Bank stocks fell during a sluggish session Thursday, weighed down by negative analyst reports and a smattering of negative economic data.

The KBW Bank Index shed 1.18%. The broader market fared better, however, with the Standard & Poor's 500 index up 0.25% and the Dow Jones industrial average 0.11%.

Tim Curran, a trader at Regions Financial Corp.'s Morgan Keegan & Co. Inc., said financial stocks continue to suffer at the hands of skeptical investors. "There are still an awful lot of questions out there, and you only need a few headlines to make people reluctant to invest in the sector," he said in an interview Thursday. Mid-August volumes tend, historically, to be low, he said, so it is "hard to get a clear indication where the market is headed."

Regions shares fell 4.7% after Kevin St. Pierre, an analyst at AllianceBernstein LP's Sanford C. Bernstein & Co. LLC, said the Birmingham, Ala., company should raise $2 billion in capital. He cut his 2008 earnings estimate for Regions by 11 cents a share, to $1.35, and his 2009 estimate by 30 cents, to $1.43, due mostly to credit-quality concerns.

Wachovia Corp. shares fell 1.7% after Friedman, Billings, Ramsey & Co. analyst Paul Miller Jr. resumed coverage of the Charlotte company with an "underperform" rating. He believes the company's credit costs will surpass Wall Street expectations because of Wachovia's "outsized exposure" to option adjustable-rate mortgages and residential real estate, he wrote in a note to clients.

Meanwhile, the Conference Board reported Thursday that its monthly survey of economic indicators fell 0.7% last month. Economists had expected a 0.2% decline, according to Thomson Reuters.

Cadence Financial Corp. shares fell 4.9% after the Starkville, Miss., company's board cut its dividend 80%, to 5 cents a share.

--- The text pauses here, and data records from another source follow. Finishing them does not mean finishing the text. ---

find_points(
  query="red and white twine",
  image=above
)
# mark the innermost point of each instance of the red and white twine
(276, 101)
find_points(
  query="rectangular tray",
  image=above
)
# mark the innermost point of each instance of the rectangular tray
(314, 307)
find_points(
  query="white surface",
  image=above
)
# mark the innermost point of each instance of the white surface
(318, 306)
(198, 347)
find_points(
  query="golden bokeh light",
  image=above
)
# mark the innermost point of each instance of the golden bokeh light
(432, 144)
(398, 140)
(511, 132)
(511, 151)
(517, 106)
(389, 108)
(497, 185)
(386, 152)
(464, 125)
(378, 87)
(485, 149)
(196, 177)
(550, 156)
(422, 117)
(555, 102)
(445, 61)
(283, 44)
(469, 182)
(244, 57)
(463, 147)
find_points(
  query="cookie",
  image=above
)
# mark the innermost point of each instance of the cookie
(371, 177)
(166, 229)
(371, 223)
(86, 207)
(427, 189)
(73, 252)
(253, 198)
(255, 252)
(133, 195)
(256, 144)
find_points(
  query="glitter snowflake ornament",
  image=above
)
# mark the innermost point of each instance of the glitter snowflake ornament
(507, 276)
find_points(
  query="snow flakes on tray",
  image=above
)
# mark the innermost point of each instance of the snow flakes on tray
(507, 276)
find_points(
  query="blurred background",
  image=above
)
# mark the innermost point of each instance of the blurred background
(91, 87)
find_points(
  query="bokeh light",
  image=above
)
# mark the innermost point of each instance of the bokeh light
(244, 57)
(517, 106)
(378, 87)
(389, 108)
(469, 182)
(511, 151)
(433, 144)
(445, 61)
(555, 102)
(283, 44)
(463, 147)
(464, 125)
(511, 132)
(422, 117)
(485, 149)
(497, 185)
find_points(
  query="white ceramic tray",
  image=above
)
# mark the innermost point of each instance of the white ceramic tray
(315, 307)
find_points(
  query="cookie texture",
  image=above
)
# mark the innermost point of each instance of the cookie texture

The dividend is payable Oct. 1 to shareholders of record Sept. 17.

There were some gainers.

Downey Financial Corp. shares rose 7.3%. The Newport Beach, Calif., thrift company, which is struggling with serious credit-quality issues, said it had tapped Paul M. Homan, a former bank examiner at the Office of the Comptroller of the Currency, to sit on its board. "It seems like a good pick in that his experience fits in with what they are trying to work through," S&P credit analyst Robert B. Hoban Jr. said in an interview Thursday.

Other gainers included Whitney Holding Corp. in New Orleans, up 1.8%; UCBH Holdings Inc. in San Francisco, 1.4%; and PNC Financial Services Group Inc. in Pittsburgh, 0.7%.

Decliners included Republic Bancorp Inc. in Louisville, Ky., off 7.4%; Washington Mutual Inc. in Seattle, 4.9%; and Bank of New York Mellon Corp. in New York, 3.1%.